Today I am happy to announce that choroplethr v3.1.0 is now on CRAN. You can get it by typing the following from an R console:
install.packages("choroplethr")
This version adds better support for summary demographic data for each state and county in the US. The data is in two data.frames and two functions. The data.frames are:
- ?df_state_demographics: eight values for each state.
- ?df_county_demographics: eight values for each county.
These statistics come from the US Census Bureau’s 2013 5-year American Community Survey (ACS). If you would like the same summary statistics from another ACS you can use these two function:
- ?get_state_demograhpics
- ?get_county_demograhpics
For more information on the ACS and choroplethr’s support for it, please see this page.
Relation to Previous Work
In many ways this update is a continuation of work that began with my April 7 guest blog post on the Revolution Analytics blog. In that piece (Exploring San Francisco with choroplethrZip) I explored the demographics of San Francisco ZIP Codes. Because of the interest in that piece, I subsequently released the data as part of the choroplethrZip package. This update simply brings that functionality to the main choroplethr package.
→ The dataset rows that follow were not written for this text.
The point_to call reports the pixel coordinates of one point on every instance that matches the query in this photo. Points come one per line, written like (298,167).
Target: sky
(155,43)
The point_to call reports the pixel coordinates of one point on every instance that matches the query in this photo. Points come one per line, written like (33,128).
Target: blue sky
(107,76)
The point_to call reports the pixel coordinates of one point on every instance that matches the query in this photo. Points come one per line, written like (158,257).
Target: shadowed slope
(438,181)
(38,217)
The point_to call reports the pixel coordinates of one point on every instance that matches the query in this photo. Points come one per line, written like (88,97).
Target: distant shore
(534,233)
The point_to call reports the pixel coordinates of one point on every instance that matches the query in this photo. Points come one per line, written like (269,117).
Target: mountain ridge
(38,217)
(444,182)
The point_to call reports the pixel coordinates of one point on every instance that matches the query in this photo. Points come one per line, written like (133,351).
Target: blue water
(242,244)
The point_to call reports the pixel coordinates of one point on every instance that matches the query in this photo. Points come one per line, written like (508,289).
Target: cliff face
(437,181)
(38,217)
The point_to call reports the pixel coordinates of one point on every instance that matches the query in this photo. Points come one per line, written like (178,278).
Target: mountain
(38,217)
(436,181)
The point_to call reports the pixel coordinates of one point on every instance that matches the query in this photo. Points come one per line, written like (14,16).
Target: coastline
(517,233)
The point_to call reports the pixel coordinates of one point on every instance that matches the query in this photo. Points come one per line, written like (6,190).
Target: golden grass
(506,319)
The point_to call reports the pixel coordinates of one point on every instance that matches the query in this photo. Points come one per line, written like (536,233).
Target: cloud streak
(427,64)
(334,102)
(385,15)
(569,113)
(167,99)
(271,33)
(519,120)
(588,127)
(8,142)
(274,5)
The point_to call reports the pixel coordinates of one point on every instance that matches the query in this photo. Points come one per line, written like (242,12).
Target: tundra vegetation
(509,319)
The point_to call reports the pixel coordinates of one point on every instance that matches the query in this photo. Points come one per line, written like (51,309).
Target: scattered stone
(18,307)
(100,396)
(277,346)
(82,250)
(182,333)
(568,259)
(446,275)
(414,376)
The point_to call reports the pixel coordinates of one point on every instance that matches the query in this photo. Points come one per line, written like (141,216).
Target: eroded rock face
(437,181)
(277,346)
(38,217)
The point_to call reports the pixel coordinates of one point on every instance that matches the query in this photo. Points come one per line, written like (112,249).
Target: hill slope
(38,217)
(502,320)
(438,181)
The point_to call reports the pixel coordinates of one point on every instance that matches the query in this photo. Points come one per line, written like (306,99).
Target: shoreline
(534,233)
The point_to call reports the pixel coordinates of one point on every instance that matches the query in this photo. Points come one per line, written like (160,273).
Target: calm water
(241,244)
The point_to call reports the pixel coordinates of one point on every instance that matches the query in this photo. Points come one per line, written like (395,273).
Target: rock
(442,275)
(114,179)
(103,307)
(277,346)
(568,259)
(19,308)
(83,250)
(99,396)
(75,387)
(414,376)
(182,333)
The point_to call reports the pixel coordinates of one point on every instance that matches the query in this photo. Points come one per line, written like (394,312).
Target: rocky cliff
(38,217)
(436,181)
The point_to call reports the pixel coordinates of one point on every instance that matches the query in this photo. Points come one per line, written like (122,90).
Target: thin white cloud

Note that caveats apply to this data. ACS data represent samples, not full counts. I simplify the Census Bureau’s complex framework for dealing with race and ethnicity by dealing with only White not Hispanic, Asian not Hispanic, Black or African American not Hispanic and Hispanic all Races. I chose simplicity over completeness because my goal is to demonstrate technology.
Explore the Data Online
You can explore this data with a web application that I created here. The source code for the app is available here. This app demonstrates some of my favorite ways of exploring demographic data:
- Using a boxplot to explore the distribution of the data
- Exploring the data at both the state and county level
- Using choropleth maps to explore geographic patterns of the data
- Allowing the user to change the number of colors used:
- 1 color uses a continuous scale, which makes outliers easy to see
- Using 2 thru 9 colors puts an equal number of regions in each color. For example, using 2 colors shows values above and below the median
In my opinion, datasets like this really lend themselves to web applications because there are so many ways to visualize the data, and no single way is authoritative.
Selected Images
One of my biggest surprises when exploring this dataset was to discover its strong regional patterns. For example, the regions with the highest percentage White not Hispanic residents tend to be in the north central and north east. The regions with the highest percentage of Black or African American not Hispanic residents is in the south east. And the regions with the highest concentration of Hispanic all Races is in the south west:
Switching to counties shows us the variation within each state. And switching to a continuous scale highlights the outliers.